Network Authentication API
We developed an API to support network based authentication. The API can be used as the basic building blocks in arbitrary applications to ensure that legitimate clients are interacting with the server. In this section, we provide details about the API and discuss the limitations and tradeoffs. The API provides the following functions (see bio_lib.h as appendix A for more details):
WriteToFile
This function allows the application developer to write a finger print to file. The file is a binary file that contains the data structure used by BioAPI Consortium standard. It can be broken down into two sections: (1) meta information about the finger print such as length of the data section, and (2) binary data corresponding to the finger print itself. This function is necessary for the server to generate new users.
ReadFromFile
This function allows the application developer to read a finger print from file (written by WriteToFile). The application developer is responsible for identifying the target file and instantiating a file handle. This provides the application developer the most flexibility in naming and storing of the finger print. ReadFromFile allocates memory for the data section (which can be arbitrarily large). To ensure the memory is reclaimed, the application developer must use our function, Reclaim (more details follow). This function will typically be used on the server to authenticate clients.
WriteToSocket
This function allows the application developer to send finger print data over a socket. The application developer is responsible for opening their own socket (and securing it as necessary). A finger print stored in a data structure conforming to the BioAPI Consortium standard will be marshaled and the socket will be used to send the data. Meta information is transmitted in the first send. A second send is used to transmit the actual finger print data. This function will typically be used by clients to send finger print data to the server for authentication.
ReadFromSocket
This function allows the application developer to receive finger print data over a socket. Again, the application developer is responsible for opening their own socket. The receive function call will block and wait for a corresponding WriteToSocket using the same socket. The meta data is transmitted first. This is used to fill in the data structure conforming to the BioAPI Consortium standard. It is also used to coordinate the size of the data to be received and allows for the allocation of the necessary memory.

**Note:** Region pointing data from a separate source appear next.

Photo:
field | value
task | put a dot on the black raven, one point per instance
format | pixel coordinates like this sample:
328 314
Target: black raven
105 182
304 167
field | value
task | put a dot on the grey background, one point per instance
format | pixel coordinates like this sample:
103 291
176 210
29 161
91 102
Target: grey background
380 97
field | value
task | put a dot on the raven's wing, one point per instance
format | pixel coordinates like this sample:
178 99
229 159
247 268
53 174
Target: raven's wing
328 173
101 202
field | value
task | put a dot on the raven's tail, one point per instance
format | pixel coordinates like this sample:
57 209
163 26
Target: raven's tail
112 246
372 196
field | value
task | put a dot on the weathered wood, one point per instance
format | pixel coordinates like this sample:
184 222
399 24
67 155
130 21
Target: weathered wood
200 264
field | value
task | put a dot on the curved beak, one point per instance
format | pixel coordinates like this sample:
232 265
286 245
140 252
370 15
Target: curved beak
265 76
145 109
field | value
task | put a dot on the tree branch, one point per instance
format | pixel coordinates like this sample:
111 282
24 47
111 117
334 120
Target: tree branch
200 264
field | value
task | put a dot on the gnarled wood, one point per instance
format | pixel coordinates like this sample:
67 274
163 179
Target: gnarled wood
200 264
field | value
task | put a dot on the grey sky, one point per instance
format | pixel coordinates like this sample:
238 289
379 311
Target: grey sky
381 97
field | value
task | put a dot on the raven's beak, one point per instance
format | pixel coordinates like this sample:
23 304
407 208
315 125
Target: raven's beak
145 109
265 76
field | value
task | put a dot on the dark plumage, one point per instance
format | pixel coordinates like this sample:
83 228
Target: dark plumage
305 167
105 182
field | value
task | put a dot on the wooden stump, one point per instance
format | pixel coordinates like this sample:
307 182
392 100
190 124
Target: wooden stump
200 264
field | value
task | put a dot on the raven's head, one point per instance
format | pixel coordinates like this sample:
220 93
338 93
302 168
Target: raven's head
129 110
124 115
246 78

Since ReadFromSocket allocates memory for the data section (which can be arbitrarily large) the application developer must use our function, Reclaim to get the memory back. This function will typically be used on the server to authenticate clients. This function will typically be used by the server to read finger print data from the clients for authentication.
Init
This function must be called before performing any biometric function calls. It serves two purposes: (1) a call to the BioAPI Consortium init function, and (2) allocates and initializes a state tracker. The state tracker’s purpose is to keep track of buffers allocated using the ReadFromFile and ReadFromSocket function calls.
Reclaim
This function must be performed after all biometric function calls. It de-allocates all memory used in ReadFromFile and ReadFromSocket. It uses the data structure “state tracker” to perform this task.
This simple API provides the basic building blocks necessary to replace the old user name and password pair with a user name and finger print pair in client / server applications. There are a few things the application programmer should do to ensure security (these were not covered by our API to provide the most flexibility):
- The application programmer is responsible for opening their own sockets. It is recommended that the socket be a secured channel (via encryption). Thus it is the responsibility of the application developer to ensure their application is not susceptible to any of the attacks mentioned in the Methodology and Background section.
- The application programmer is responsible for opening their own file handles for reading and writing. The files for writing must be opened in write and binary modes. The files for reading must be opened in read and binary mode.